Usain Bolt, il velocista più veloce del mondo, vuole sfidare ogni legge della fisica. Al campione giamaicano non basterà vincere l’oro e sfrecciare in mezzo a semplici comprimari: vuole scendere sotto i 9 secondi e 50. A dirlo qualche anno fa, si rischiava di essere internati a vita e quando nel 1991 Leroy Burrell arrivò a compiere la gara dei centro metri in 9’90 gridarono al miracolo, con la convinzione di aver archiviato ogni possibile record.
Poi Carl Lewis, ancora Burrell, Donovan Bailet, Maurice Greene e per due volte Asafa Powell riuscirono ad abbattere la soglia, diminuendo sempre più le distanze umane e la vorticosità di un tempo che lascia sempre con il fiato sospeso. Fin quando arrivò lui, il giamaicano Usain Bolt, uno che a 15 anni soffriva di scoliosi, come tanti, e che dieci anni dopo era diventato, meritatamente, l’uomo più veloce del pianeta. La favola partì ufficialmente il 31 Maggio 2008, con buona pace degli scienziati, sempre pronti a indignarsi a ogni passo da gigante. Bolt tocca i 9’72 e lancia la sfida a se stesso: gli avversari sono solo un arredo scenico, Bolt è solo contro il mondo, quel mondo che corre, ora, meno veloce di lui. New York è la tappa del primo record, fatto in 41 passi da giaguaro.

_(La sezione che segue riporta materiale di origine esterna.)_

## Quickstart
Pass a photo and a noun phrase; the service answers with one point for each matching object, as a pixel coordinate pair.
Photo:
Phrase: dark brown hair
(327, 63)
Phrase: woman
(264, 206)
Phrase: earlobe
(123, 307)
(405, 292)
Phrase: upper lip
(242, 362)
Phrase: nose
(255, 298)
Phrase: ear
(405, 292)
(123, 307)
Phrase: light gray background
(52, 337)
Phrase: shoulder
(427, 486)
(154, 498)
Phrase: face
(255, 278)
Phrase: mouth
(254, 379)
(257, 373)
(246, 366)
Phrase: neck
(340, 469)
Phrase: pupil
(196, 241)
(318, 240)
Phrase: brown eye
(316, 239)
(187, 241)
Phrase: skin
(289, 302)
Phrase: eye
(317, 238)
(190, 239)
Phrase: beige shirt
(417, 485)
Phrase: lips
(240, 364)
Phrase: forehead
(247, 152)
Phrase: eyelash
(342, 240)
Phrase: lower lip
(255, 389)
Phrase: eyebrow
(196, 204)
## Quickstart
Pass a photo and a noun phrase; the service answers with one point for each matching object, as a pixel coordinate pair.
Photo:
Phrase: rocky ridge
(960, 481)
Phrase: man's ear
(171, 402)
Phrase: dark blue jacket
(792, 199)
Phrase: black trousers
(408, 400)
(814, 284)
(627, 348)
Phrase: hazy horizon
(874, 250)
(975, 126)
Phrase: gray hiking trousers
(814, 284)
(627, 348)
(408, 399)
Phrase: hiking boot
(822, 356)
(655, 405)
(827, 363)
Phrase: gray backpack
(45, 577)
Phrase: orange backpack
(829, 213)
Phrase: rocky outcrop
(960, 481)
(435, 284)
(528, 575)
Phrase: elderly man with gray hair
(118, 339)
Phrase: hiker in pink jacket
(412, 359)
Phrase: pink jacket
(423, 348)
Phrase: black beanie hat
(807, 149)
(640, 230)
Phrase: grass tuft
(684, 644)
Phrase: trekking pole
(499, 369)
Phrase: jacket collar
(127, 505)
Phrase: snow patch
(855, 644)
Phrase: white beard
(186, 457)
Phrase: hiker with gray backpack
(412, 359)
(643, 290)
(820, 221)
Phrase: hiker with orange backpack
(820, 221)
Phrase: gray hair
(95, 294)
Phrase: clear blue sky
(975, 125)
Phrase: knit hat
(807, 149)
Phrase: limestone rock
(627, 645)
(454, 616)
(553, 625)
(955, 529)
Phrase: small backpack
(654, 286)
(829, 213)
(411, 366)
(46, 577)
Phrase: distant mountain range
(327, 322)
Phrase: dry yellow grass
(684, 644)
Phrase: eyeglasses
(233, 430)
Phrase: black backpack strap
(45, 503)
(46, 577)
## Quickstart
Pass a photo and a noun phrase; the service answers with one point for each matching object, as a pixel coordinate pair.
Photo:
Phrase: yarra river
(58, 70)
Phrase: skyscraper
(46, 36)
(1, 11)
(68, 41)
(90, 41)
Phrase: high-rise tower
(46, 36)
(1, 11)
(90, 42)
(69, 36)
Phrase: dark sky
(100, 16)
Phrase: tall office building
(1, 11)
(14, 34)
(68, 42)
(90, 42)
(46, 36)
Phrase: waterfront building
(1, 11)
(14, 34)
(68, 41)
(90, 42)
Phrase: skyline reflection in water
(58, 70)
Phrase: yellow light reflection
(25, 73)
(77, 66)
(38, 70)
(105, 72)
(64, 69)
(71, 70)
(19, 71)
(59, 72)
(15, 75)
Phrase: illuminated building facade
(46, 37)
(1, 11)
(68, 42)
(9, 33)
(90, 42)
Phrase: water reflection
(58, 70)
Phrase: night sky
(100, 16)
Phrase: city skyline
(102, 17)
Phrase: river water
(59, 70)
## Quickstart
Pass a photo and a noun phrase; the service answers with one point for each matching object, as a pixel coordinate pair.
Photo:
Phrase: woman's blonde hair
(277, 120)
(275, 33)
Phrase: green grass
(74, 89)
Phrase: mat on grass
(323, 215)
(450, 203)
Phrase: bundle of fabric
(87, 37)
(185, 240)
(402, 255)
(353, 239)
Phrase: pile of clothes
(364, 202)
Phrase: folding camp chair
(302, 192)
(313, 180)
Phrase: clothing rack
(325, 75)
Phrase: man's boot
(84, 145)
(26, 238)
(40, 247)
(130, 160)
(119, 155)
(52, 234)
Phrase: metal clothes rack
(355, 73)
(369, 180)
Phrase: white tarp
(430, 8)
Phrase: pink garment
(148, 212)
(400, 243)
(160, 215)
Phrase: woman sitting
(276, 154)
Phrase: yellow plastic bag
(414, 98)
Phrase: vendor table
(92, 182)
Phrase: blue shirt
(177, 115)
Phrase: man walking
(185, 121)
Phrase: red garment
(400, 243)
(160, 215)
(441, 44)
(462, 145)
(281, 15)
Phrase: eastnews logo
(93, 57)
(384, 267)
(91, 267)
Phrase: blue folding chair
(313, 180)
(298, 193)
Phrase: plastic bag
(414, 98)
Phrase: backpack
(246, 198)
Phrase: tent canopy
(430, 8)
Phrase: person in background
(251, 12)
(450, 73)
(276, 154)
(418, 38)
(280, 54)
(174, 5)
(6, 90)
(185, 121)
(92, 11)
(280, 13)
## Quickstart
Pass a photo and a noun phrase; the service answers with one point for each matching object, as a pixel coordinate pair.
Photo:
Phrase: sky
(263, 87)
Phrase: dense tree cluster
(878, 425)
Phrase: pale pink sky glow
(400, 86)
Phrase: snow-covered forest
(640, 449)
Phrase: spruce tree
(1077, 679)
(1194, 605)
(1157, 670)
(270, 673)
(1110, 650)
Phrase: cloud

E così, Usain Bolt batte un nuovo record il 16 Agosto del 2008 alle Olimpiadi di Pechino. Si migliora di tre centesimi, ferma il cronometro a 9 secondi e 69 ed in molti non si accorgono che ha corso con uno slaccio slegato, se vogliamo un record nel record. Il 16 Agosto è una data che porta bene e un anno dopo l’impresa a Pechino succede qualcosa di impensabile. Bolt parte con il vento addosso e conclude i cento metri in 9’58 e ogni commento rimane superfluo.
Lontani appaiono gli screzi delle Olimpiadi di Atene, nel 2004, quando Bolt fu subito eliminato al primo turno dei duecento metri e lo etichettarono come un pigro e casinista. L’uomo più veloce del mondo ha nel mirino le Olimpiadi, per vincere in un ambiente freddo e distaccato, l’esatto opposto del suo essere velocista, da duemila euro a metro.
Come tutti i giamaicani non mancano i sorrisi e gli abbracci, nonché la voglia di vivere ogni momento in compagnia. Ha uno staff a sua completa disposizione, mangia da mesi riso e pollo e nel suo fortino di Kingston si allena con gran costanza. Il suo coach, Green Mills, è una sorta di marines, che sarebbe capace anche di prenderlo a frustate in alcune giornate ma preferisce usare la tattica del divertimento perché, in fondo, Bolt è ancora un bambinone.